On the wellposedness for a fuel cell problem

TL;DR

This paper proves the existence of weak solutions for a complex coupled system modeling fuel cell behavior, incorporating fluid flow, electrochemical reactions, and thermal effects with nonlinear dependencies.

Contribution

It introduces a novel coupled Stokes/Darcy-TEC model including Joule heating and nonlinear parameter dependencies, with new existence results under small data conditions.

Findings

Existence of weak solutions established under smallness assumptions.

Inclusion of Joule effect and nonlinear dependencies in the model.

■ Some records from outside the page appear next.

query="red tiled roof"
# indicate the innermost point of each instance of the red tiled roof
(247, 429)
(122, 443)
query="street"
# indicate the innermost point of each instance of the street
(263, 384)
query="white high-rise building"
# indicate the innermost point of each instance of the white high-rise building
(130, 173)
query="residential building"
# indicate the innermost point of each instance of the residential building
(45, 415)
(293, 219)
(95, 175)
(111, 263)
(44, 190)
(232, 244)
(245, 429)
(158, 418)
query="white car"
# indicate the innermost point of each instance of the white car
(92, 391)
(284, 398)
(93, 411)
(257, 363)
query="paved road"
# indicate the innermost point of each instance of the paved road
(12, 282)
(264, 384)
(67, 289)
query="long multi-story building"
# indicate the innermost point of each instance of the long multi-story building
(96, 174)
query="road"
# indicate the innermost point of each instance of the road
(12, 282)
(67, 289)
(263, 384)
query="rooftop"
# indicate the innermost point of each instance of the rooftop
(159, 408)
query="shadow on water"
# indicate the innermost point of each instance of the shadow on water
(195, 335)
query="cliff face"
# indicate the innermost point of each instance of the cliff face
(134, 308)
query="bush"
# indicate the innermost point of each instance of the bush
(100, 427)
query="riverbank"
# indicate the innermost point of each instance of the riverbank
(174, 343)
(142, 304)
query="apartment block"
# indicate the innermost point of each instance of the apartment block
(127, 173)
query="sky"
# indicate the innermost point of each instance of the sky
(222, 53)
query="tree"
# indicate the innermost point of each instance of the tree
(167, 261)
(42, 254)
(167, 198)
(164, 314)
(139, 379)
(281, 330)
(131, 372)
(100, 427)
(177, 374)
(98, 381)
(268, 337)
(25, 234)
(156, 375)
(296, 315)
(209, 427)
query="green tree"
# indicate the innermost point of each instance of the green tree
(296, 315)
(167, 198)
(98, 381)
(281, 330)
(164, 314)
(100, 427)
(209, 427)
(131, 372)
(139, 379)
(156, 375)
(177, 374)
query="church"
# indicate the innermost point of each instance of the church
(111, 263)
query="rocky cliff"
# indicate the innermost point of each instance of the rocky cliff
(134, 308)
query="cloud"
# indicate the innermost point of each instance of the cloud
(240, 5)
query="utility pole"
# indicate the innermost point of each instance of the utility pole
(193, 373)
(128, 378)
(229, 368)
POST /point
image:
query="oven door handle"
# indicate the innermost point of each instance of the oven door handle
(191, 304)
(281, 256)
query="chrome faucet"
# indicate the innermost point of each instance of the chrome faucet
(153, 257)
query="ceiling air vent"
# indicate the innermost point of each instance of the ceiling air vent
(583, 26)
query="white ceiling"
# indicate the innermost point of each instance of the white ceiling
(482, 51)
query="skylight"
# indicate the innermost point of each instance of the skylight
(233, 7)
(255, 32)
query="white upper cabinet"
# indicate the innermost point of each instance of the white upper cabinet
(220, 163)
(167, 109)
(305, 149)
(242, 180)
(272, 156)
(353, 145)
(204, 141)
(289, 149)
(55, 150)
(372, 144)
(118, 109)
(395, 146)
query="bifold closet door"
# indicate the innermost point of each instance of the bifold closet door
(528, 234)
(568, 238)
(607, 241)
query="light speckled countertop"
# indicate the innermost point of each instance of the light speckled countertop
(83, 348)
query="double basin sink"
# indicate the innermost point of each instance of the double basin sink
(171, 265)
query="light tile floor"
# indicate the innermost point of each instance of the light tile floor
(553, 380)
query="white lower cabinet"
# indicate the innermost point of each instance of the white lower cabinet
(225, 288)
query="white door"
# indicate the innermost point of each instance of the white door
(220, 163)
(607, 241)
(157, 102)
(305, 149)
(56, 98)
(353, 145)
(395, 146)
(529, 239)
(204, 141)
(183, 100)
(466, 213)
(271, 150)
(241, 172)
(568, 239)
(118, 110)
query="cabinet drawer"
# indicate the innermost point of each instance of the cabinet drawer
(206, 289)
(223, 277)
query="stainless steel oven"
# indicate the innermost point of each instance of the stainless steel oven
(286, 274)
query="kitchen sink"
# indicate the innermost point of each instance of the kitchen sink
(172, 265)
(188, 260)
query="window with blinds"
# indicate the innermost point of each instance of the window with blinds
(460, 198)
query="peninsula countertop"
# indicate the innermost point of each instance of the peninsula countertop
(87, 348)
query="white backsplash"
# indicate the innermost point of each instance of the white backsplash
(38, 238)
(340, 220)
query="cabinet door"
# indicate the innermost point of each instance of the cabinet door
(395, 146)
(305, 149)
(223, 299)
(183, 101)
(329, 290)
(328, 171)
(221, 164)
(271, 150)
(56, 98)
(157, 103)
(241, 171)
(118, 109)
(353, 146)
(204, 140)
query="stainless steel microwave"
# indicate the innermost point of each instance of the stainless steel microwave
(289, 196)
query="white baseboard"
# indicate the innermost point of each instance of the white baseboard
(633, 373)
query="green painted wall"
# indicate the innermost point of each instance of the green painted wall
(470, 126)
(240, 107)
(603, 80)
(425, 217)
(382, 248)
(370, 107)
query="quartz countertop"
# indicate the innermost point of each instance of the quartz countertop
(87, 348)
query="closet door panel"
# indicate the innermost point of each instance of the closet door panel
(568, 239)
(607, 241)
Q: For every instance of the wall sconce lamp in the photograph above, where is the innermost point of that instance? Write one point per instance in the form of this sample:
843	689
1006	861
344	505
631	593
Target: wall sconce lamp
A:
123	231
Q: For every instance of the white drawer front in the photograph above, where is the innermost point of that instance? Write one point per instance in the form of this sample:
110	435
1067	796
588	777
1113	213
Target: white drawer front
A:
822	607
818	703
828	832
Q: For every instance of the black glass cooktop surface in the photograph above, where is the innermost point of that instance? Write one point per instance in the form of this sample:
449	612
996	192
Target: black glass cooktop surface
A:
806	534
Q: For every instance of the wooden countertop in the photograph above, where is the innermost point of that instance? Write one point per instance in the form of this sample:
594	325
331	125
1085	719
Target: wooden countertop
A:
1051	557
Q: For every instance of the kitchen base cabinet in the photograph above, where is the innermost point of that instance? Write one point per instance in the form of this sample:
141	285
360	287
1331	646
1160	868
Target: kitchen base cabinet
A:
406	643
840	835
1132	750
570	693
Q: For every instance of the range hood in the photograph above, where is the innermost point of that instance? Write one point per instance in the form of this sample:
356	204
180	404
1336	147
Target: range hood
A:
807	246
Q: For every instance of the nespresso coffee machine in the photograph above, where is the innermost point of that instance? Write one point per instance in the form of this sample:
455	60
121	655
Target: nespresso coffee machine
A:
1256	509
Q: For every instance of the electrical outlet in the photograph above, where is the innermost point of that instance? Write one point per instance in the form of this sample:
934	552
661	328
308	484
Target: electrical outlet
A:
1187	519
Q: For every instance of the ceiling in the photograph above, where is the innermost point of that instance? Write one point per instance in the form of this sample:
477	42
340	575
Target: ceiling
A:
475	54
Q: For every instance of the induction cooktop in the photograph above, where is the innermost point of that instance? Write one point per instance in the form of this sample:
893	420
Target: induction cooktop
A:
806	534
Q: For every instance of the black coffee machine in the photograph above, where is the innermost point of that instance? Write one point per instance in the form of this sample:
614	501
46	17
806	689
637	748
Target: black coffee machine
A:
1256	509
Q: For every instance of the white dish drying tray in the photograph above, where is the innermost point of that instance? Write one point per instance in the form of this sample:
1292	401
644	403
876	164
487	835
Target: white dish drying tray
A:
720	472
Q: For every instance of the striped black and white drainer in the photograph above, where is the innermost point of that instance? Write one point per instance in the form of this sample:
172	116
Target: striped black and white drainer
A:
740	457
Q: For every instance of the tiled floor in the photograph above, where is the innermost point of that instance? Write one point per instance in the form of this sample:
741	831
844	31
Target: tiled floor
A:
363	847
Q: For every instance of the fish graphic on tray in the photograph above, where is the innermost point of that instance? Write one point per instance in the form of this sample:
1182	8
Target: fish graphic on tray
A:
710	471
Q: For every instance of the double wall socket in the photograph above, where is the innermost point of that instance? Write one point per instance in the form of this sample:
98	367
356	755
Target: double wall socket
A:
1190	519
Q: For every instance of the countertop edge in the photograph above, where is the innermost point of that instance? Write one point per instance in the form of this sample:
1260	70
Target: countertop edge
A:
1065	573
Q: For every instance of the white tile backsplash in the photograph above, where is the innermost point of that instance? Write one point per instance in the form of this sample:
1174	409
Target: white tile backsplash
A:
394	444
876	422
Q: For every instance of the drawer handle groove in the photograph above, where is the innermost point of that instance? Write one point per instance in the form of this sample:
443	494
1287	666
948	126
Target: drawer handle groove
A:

Quantitative estimates for solutions derived.

Abstract

This paper investigates the existence of weak solutions to two problems set of elliptic equations in adjoining domains, with Beavers--Joseph--Saffman and regularized Butler--Volmer boundary conditions being prescribed on the common interfaces, porous-fluid and membrane, respectively. Mathematically, the modeling tool is the coupled Stokes/Darcy problem, which consists of the Stokes equation on one part of the domain coupled to the Darcy equation, where the flow velocities are small and mainly driven by the pressure gradient in porous medium, completed by the thermoelectrochemical (TEC) system, which consists of the energy equation and the mass transport associated with electrochemical reactions, where the fluxes are given by generalized Fourier, Fick and Ohm laws, by including the Dufour--Soret and Peltier--Seebeck cross effects, in the multidimensional domain. The present model includes macrohomogeneous models for both hydrogen and methanol crossover. The novelty in the presented model lies in the presence of the Joule effect into the Stokes/Darcy-TEC system altogether to the quasilinear character given by temperature dependence of the physical parameters such as the viscosities and the diffusion coefficients, by the concentration-temperature dependence of cross-effects coefficients, and by the pressure dependence of the permeability. The purpose of the present work is to derive quantitative estimates for solutions to explicit smallness conditions on the data. We use fixed point and compactness arguments based on the quantitative estimates of approximated solutions.